The district is located north of Riverside’s downtown core within the northeast portion of the original “Mile Square,” as laid out by the Southern California 2 Colony in 1871. It is significant as one of the earliest residential developments in the city. The district reflects the variety of architectural styles popular in the area during the turn-of-the twentieth century, and is particularly rich in Victorian-era styles. Period Revival as well as Arts and Crafts architecture of the early twentieth century reveal the evidence of the second phase of growth in the neighborhood, as large estates were subdivided to accommodate smaller, single story homes and duplexes. Heritage Square is also associated with a number of pioneer families and prominent individuals in the history of Riverside.
(Bounded roughly by Sixth Street, Eleventh Street, Market Street and the Riverside 91 Freeway) This commercial district is the old downtown core, and is comprised primarily of commercial and government buildings. It encompasses part of the Seventh Street Historic District and is distinctive for its embodiment of the Mission Revival style. Other styles include Spanish Colonial Revival and Art Deco with a variety of building materials such as ceramic brick, terra cotta and rough-hewn granite. Well-known architects of the district include Arthur Benton, Julia Morgan, G. Stanley Wilson, and Myron Hunt. Major focal points include the Mission Inn, the Riverside County Courthouse, the First Congregational Church, and the Fox Theater. The district features numerous resources listed in the National Register of Historic Places.

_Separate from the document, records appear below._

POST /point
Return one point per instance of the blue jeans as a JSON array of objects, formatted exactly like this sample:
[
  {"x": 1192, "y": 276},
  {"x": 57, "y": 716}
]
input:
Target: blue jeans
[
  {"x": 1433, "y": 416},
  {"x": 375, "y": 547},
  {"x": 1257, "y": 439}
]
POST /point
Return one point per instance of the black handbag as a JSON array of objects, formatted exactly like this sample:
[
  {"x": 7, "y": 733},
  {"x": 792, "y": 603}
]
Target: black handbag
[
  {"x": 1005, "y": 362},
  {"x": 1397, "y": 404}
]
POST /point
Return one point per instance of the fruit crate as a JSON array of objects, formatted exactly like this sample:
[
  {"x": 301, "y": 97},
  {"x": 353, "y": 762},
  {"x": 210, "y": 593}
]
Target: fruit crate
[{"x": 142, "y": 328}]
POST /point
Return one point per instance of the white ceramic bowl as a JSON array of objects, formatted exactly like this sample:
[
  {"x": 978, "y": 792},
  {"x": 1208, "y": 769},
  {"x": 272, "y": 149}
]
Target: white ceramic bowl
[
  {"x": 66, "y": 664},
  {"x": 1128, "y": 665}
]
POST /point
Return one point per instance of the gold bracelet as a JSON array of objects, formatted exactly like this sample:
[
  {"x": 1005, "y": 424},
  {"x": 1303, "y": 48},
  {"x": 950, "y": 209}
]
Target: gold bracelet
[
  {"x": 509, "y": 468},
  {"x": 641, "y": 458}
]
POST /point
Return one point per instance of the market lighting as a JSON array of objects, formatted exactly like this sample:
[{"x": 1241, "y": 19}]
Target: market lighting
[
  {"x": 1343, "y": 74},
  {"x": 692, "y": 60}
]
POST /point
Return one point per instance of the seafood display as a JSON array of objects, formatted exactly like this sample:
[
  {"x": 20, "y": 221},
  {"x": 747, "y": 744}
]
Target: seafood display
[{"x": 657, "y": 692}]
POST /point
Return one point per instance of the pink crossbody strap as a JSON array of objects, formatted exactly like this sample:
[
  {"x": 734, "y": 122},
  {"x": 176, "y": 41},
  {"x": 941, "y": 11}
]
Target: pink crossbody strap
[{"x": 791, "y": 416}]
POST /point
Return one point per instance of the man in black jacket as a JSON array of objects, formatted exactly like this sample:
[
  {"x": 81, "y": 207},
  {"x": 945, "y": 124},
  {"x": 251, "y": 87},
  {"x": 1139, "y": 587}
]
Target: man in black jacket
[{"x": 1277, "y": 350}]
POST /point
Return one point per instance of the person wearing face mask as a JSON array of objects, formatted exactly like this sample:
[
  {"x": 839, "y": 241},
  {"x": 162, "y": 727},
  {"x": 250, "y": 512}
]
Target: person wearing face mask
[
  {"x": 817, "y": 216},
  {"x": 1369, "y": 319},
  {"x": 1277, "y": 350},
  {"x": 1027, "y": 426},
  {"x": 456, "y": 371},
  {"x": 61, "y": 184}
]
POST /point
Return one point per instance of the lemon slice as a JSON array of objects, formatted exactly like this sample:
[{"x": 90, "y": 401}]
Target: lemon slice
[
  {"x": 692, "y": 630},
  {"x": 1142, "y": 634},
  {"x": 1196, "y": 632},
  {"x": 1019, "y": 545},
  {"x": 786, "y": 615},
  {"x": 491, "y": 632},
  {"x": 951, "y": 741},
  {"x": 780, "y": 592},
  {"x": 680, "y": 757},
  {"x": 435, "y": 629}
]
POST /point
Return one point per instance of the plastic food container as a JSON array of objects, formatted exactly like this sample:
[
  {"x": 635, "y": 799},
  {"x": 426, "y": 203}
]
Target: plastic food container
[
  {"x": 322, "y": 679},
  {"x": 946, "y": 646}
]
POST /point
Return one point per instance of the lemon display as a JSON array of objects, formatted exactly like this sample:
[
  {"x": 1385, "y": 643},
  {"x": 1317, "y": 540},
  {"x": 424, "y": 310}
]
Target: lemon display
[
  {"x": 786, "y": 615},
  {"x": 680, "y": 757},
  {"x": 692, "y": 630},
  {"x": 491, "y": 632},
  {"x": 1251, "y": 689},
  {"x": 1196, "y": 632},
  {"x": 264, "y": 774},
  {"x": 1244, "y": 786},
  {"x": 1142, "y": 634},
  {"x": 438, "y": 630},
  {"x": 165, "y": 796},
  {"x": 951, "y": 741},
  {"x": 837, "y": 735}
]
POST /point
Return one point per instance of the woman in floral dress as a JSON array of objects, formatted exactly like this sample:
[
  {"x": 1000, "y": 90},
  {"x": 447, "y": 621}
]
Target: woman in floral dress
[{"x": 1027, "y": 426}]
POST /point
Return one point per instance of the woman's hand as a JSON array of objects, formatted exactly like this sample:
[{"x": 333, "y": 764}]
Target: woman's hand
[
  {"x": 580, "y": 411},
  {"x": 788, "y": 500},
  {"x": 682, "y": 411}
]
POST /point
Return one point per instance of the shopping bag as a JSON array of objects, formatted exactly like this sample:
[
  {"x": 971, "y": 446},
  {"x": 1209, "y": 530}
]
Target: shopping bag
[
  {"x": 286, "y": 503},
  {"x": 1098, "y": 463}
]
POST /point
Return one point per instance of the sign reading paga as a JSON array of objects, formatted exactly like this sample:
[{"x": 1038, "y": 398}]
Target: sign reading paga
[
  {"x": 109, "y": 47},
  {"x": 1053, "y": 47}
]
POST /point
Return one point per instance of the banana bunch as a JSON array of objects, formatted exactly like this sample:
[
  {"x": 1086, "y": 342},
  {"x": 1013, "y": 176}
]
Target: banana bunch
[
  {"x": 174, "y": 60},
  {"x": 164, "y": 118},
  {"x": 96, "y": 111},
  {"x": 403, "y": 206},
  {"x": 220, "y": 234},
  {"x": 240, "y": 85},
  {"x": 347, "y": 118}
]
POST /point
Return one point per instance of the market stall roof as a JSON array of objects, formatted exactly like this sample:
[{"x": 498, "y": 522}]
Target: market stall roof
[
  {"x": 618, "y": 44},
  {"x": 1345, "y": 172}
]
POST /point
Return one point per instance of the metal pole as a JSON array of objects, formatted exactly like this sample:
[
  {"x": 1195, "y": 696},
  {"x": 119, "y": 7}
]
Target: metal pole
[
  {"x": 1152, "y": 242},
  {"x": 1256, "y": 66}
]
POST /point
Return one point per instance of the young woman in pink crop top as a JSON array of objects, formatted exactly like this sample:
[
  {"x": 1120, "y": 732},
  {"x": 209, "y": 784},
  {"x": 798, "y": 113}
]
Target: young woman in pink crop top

(Bounded by Redwood Drive, University Avenue, Mount Rubidoux Drive and Indian Hill Road). The design of this neighborhood, west of downtown, was intended to enhance the natural features of Mount Rubidoux. In addition to bankers and financiers, the area was home to growers, packers, manufacturers and others made rich by Riverside’s burgeoning citrus industry. Notable local architects including Franklin Burnham, G. Stanley Wilson, Robert H. Spurgeon and Henry L. A. Jekel designed houses in the Craftsman, Spanish Colonial Revival, and Tudor and Norman Revival styles. Building in the district began in 1903 and increased over the next several years due to the proximity of the neighborhood to the Seventh Street streetcar line which provided easy access to downtown.

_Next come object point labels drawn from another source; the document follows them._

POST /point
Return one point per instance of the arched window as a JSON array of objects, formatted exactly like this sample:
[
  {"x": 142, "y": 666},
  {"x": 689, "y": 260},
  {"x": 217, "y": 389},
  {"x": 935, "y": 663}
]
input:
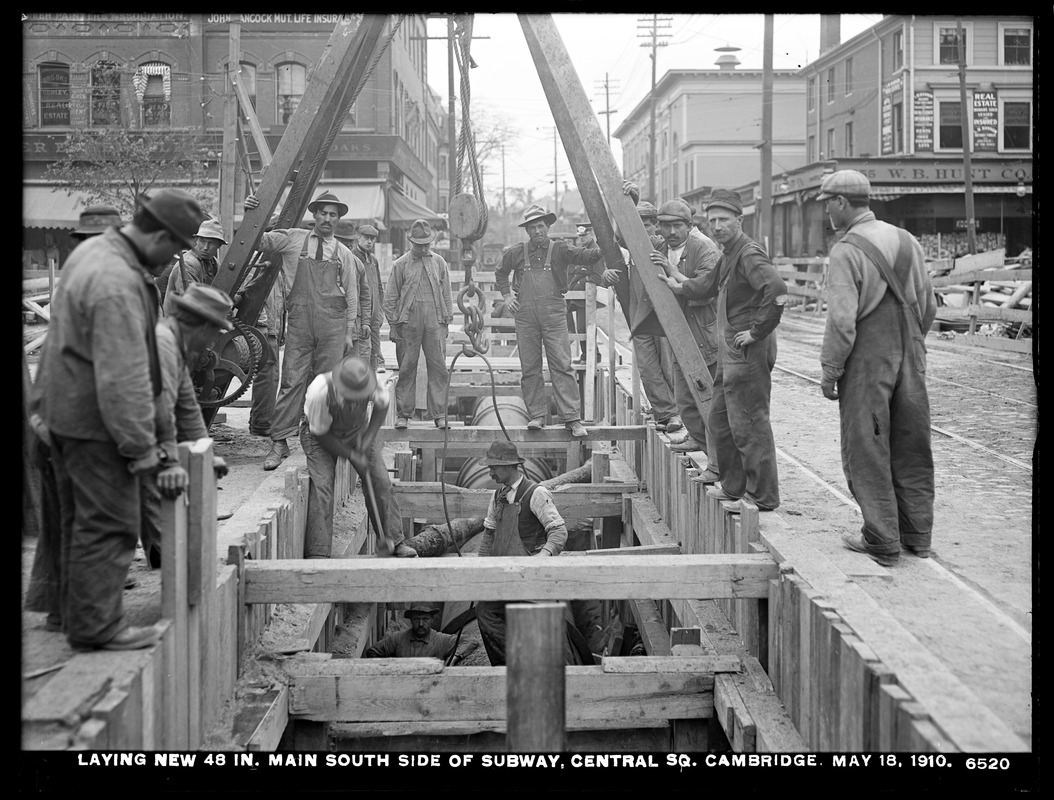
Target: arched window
[
  {"x": 291, "y": 79},
  {"x": 105, "y": 96},
  {"x": 54, "y": 94}
]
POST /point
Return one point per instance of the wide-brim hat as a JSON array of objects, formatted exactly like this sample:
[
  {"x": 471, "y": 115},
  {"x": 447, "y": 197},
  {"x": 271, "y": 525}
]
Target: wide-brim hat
[
  {"x": 422, "y": 232},
  {"x": 176, "y": 211},
  {"x": 209, "y": 303},
  {"x": 96, "y": 219},
  {"x": 211, "y": 229},
  {"x": 353, "y": 378},
  {"x": 503, "y": 454},
  {"x": 327, "y": 198},
  {"x": 420, "y": 608},
  {"x": 537, "y": 212}
]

(Bounded by Orange Grove Avenue, Prospect Place and Stadium Avenue and includes Fifteenth Street, between Main Street and Orange; Orange Street, between Prospect place and just northeast of Fifteenth; and a section of Main Street northwest of Fifteenth) Located just south of the original “Mile Square,” Prospect Place is one of Riverside’s first truly residential neighborhoods. The district’s early residences were single family houses ranging from opulent Queen Annes to simple bungalows. Later practices favored zoning downtown single 3 family residential areas for commercial, office, and high density residential uses. As a result of this practice, the original Prospect Place neighborhood has largely been replaced with offices and apartments. Its designation as a historic district, however, has saved it from complete conversion to commercial, office, and institutional uses.
The Wood Streets Historic District offers perhaps the most cohesive neighborhood design to be found in the city of Riverside. This area contains excellent examples of Craftsman, Spanish Colonial Revival, Tudor Revival and Colonial Revival style residences. The neighborhood was originally devoted to orange groves until 1913, when a fill was placed across the Tequesquite Arroyo allowing Magnolia Avenue to connect with downtown. Proximity and easy access to downtown made this area desirable for residential subdivision. A developer named Dr. Edward H. Wood used his name as a suffix to the first street name, Homewood Court, and so began a series. The Wood Streets have long served as a middle-class stronghold of Riverside.